ローラを乱暴したのはロビーとブライオニーが証言して、警察も待ちかまえている屋敷にロビーが双子の男の子を連れて戻って来る。この時点でロビーが犯人でないことは明白なのに、ブライオニーの証言が決め手となって、そのままロビーは警察の車に乗せられてしまう。どなたかの記事にもあったけど、ここには裏に上流階級のエゴが感じられるシークエンスです。警察を呼んだ手前、誰かを犯人にしなければ面子が立たない。そんな思惑があったものと思われますが、この辺について、映画は詳しく語ってないし、その後に発生しただろう、セシーリアと母親とブライオニーの葛藤も描かれない。
省略と言ってしまえばそうだけれど、例えば私の好きなウィリアム・ワイラー監督だったら、もう少し描いていたような気がするんですよね。
18歳になったブライオニーは、ローラと犯人が婚約をしたことで、13歳の時に目撃した相手の顔をハッキリと思い出す。ここなど完全に「ゆれる」風でしたな。
全体を通して心理劇の感覚なんですが、中盤では、前線にかり出されたロビーの戦場でのエピソードも重厚に描かれているし、病院で働くブライオニーの様子も描かれる。長期に渡る人間ドラマとブライオニーの内面の移り変わりとが入り交じって、一個の作品としてはもう一工夫あった方が良いような気もするのですが如何でしょうか? 大河ドラマに徹するとか、ブライオニーの人生を掘り下げるとか・・。
印象に残ったショットがありました。
フランスで辛うじて戦火を免れたロビーと二人の仲間が、ようやくドーバー海峡を臨む浜辺の町で連合軍と合流するシーンでの、どうやって撮影したんだろうと驚くほどの長いワンショット。あれは、CGか何かの編集によってワンショットに見せたんですかねぇ? 良く分からないけど、凄いショットでした。

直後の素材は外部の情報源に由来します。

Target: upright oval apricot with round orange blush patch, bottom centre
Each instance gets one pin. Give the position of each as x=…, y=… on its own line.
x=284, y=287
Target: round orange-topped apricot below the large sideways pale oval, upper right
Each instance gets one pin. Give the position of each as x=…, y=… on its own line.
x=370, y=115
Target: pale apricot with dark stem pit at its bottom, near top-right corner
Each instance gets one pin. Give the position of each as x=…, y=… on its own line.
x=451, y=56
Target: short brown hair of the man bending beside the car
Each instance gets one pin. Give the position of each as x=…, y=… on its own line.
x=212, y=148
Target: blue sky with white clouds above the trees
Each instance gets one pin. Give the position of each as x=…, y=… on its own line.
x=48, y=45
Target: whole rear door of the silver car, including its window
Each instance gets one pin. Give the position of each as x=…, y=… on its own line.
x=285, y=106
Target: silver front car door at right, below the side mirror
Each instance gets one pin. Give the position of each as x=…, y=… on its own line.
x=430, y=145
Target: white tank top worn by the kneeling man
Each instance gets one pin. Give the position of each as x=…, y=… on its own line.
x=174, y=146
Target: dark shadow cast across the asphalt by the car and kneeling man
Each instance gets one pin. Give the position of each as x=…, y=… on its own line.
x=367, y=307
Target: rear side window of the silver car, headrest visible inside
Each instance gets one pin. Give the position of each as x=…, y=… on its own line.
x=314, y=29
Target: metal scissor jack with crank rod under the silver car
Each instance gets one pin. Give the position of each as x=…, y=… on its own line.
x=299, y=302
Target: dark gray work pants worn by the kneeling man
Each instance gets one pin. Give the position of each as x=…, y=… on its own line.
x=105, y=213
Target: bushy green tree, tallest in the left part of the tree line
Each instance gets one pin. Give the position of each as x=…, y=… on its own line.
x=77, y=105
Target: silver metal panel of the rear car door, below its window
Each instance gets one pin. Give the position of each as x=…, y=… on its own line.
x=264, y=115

好きなシーンは、看護婦となったセシーリアとロビーとの再会シーン。
面会所のカフェで久しぶりに顔を合わす嬉しさと気まずさ。ためらいがちにテーブルで重ねられる手と外される手。コーヒーを飲もうと持ち上げたコーヒー・カップが口元で震え、思わずもう一方の手を添えるセシーリア。30分で帰らなければという彼女の言葉に驚くロビー。全ての間合いが、二人の切ない心情を憎いほどに表現していました。あのシーンを観るだけでも価値はありますな。

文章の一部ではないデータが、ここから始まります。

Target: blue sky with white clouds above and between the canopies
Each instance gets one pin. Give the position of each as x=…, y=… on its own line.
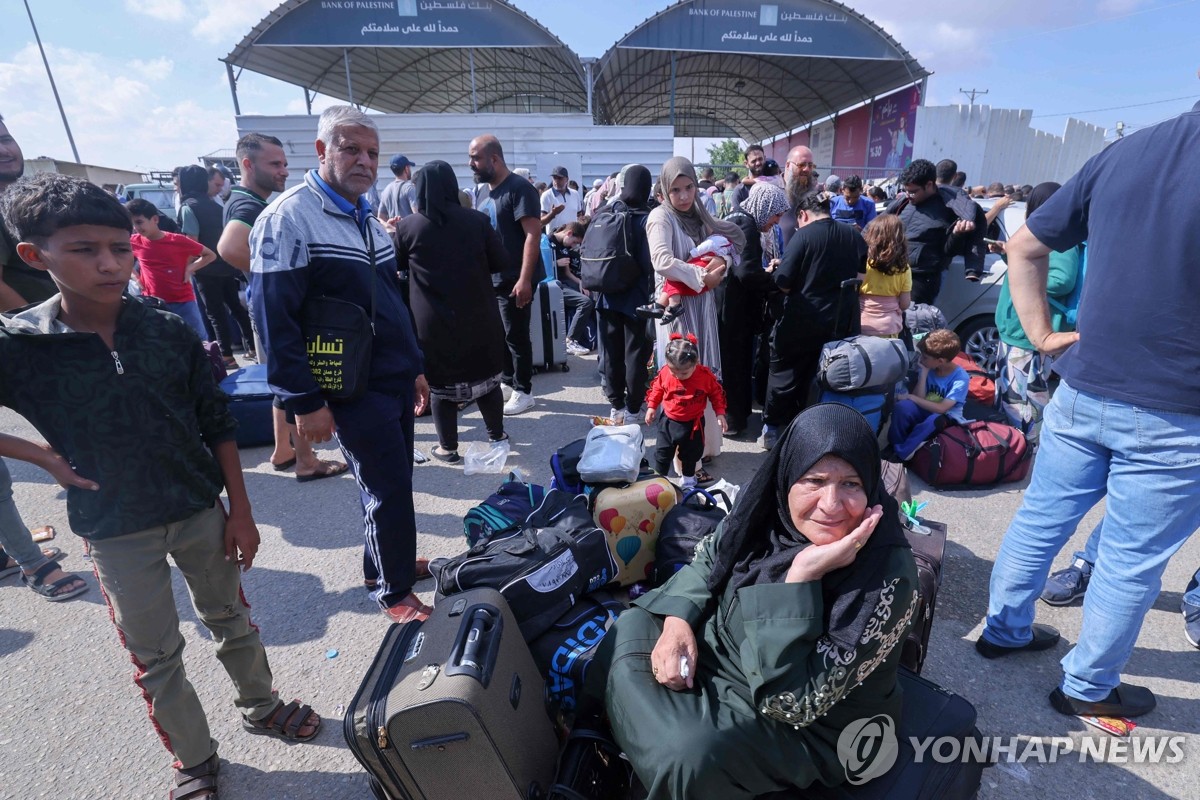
x=145, y=91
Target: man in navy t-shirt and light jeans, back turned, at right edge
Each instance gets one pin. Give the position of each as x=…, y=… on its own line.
x=1126, y=420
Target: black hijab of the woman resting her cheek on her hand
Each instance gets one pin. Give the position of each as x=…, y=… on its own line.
x=759, y=539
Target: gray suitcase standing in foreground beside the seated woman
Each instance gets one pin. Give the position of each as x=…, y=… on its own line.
x=452, y=708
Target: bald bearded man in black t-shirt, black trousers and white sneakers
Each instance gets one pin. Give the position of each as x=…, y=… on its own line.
x=515, y=208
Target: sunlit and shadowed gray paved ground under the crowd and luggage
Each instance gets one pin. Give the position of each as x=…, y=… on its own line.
x=73, y=725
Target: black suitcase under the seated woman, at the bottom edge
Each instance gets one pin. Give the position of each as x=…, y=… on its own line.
x=928, y=712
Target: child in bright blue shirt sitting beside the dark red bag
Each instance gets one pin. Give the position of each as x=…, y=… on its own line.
x=941, y=390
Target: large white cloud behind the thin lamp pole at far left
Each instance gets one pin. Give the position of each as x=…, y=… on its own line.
x=123, y=115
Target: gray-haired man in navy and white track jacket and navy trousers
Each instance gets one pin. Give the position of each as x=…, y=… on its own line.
x=322, y=240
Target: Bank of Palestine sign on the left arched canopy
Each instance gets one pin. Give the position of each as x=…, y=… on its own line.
x=405, y=23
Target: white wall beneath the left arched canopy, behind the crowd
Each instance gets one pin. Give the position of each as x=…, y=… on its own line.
x=602, y=151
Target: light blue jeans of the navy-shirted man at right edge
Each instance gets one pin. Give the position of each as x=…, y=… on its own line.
x=1149, y=465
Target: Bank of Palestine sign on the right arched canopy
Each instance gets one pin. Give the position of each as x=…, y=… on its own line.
x=790, y=28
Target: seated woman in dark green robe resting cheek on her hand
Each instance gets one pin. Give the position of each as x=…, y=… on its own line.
x=736, y=678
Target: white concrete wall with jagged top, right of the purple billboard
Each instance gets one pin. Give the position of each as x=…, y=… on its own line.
x=999, y=145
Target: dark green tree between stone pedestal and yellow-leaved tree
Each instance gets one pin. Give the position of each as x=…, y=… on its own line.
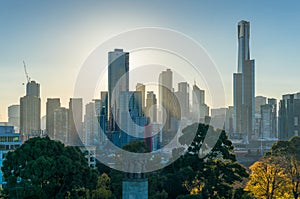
x=212, y=175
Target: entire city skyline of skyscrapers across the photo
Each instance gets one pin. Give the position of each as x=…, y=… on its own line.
x=124, y=116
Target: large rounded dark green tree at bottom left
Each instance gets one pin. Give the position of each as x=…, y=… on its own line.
x=44, y=168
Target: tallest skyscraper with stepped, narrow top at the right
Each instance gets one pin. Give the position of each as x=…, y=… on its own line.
x=243, y=83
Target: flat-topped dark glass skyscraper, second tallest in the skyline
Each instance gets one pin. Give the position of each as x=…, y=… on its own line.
x=118, y=80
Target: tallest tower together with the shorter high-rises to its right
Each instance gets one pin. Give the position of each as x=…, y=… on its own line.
x=256, y=117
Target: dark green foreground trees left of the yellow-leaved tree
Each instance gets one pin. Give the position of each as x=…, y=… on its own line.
x=43, y=168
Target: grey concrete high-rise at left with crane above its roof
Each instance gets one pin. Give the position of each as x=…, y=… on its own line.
x=30, y=111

アメリカや本国イギリスのアカデミー賞などで沢山ノミネートされたようですが、米国では作曲賞(ダリオ・マリアネッリ)、英国では作品賞と美術賞(Katie Spencer、サラ・グリーンウッド)を受賞するにとどまったようです。
その他、ゴールデン・グローブでも多部門でノミネートされ、作品賞(ドラマ)と音楽賞(マリアネッリ)を獲得したとのこと。確かに、音楽は「あるスキャンダルの覚え書き」の様に効果的でした。
・お薦め度【★★★★=友達にも薦めて】
[5/10 追記]
本日、特典メニューの監督の解説付きバージョンを早廻しで鑑賞。
ブライオニーの心理の動きや例の長回しショットの手法等を調べたかったからですが、第一部のブライオニーの心理についてはほぼ合っていたと思います。
ブライオニーの偽証について、姉とロビーの関係に嫉妬したからと捉えた方が多いようですが、恋愛感情からの嫉妬というのは昔からよく使われた設定で陳腐すぎると思ってました。監督の解説も、噴水前の花瓶事件の時点でブライオニーにとってのロビーは(姉に暴力的な)悪者になったと言ってました。

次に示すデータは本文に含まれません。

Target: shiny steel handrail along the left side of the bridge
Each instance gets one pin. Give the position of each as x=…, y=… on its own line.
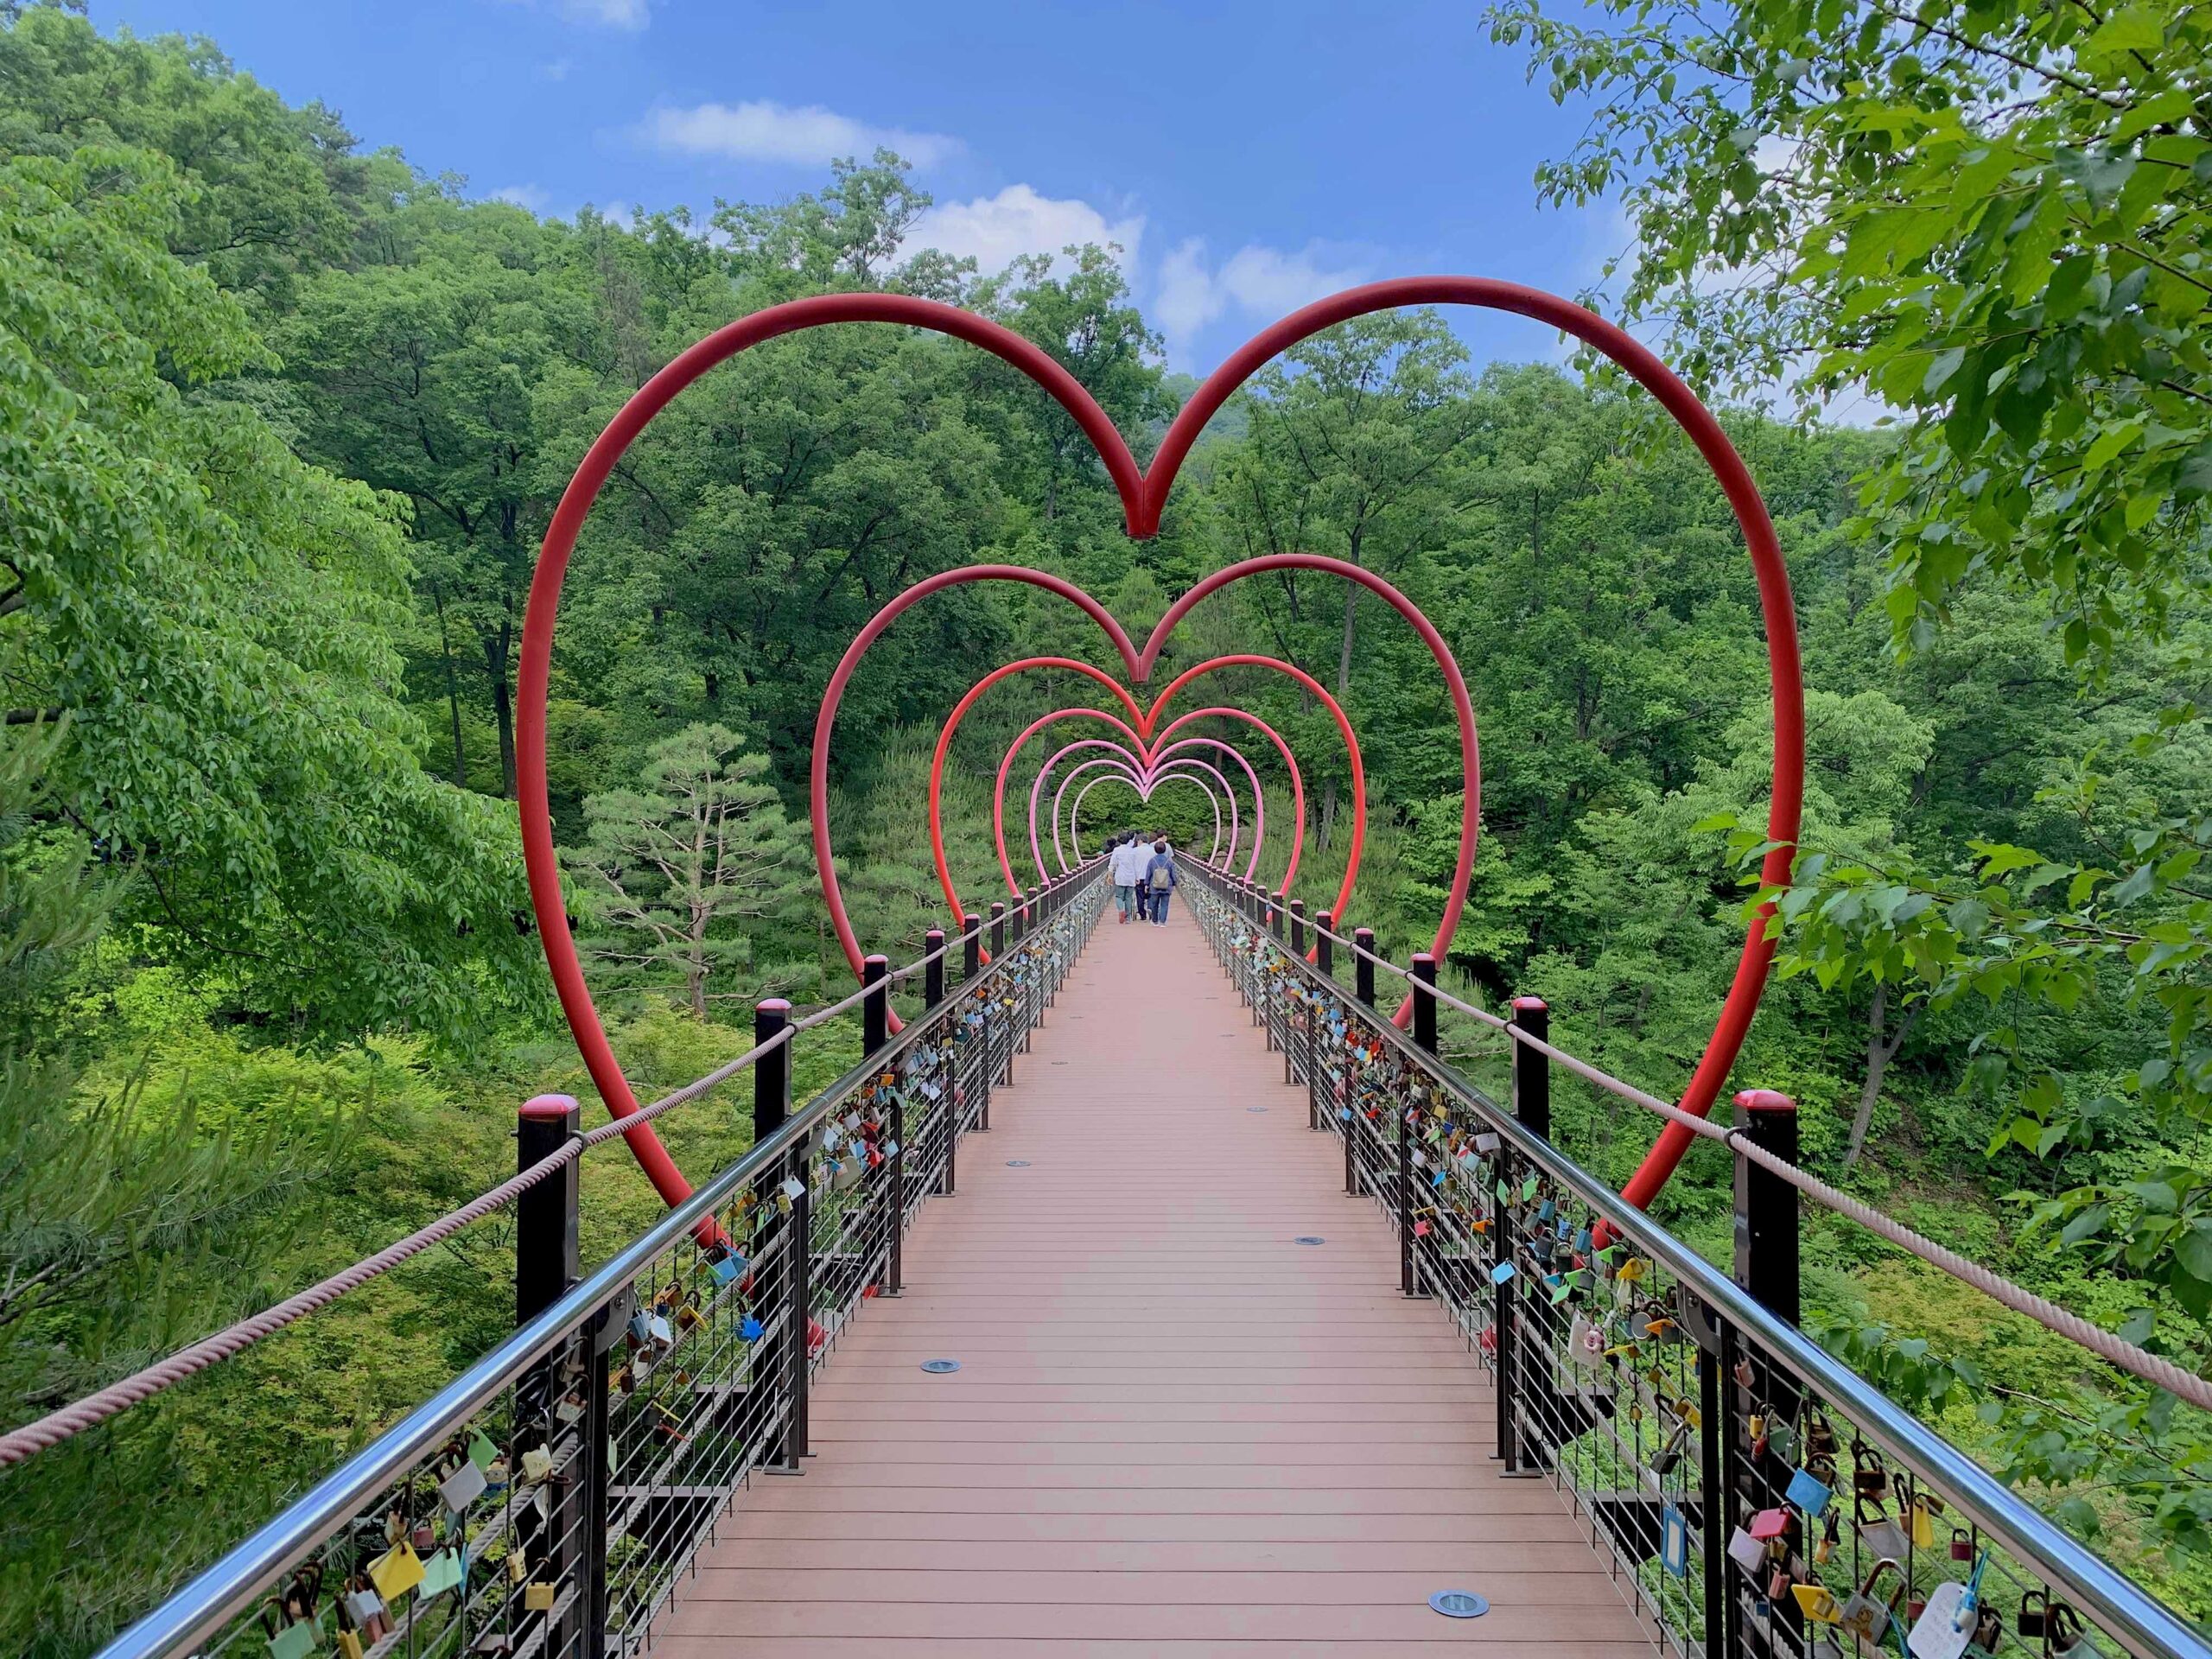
x=236, y=1580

その後の手紙や図書室の件でのブライオニーの心理については特に解説はなかったです。推測ですが、図書室の件の後のブライオニーには、身近だった姉が自分には理解不能な大人の領域に行ってしまい、しかもロビーも含めて自分を蔑ろにしている、それに対する復讐の感情も渦巻いていたのではないでしょうか。
早熟で想像力の豊かな少女の、複雑な心理が生んだ悲劇の序章ですね。
ダンケルクでの長回しは、ステディカムを使った1ショットでの撮影でした。冒頭ではゴルフカートも使ったりして、1000人規模のエキストラだったそうです。遠くに見えた観覧車は実物で、CGではありませんでした。
尚、背景の加工の為にこの映画でも色々とCG加工が施されたとのこと。破壊された工場は実際に稼働している製鉄工場をCGによって破壊されたように見せ、ロンドン市内のロケでは古さを出すための加工やら、街角の防犯カメラを消したりなどのCG処理が行われたようです。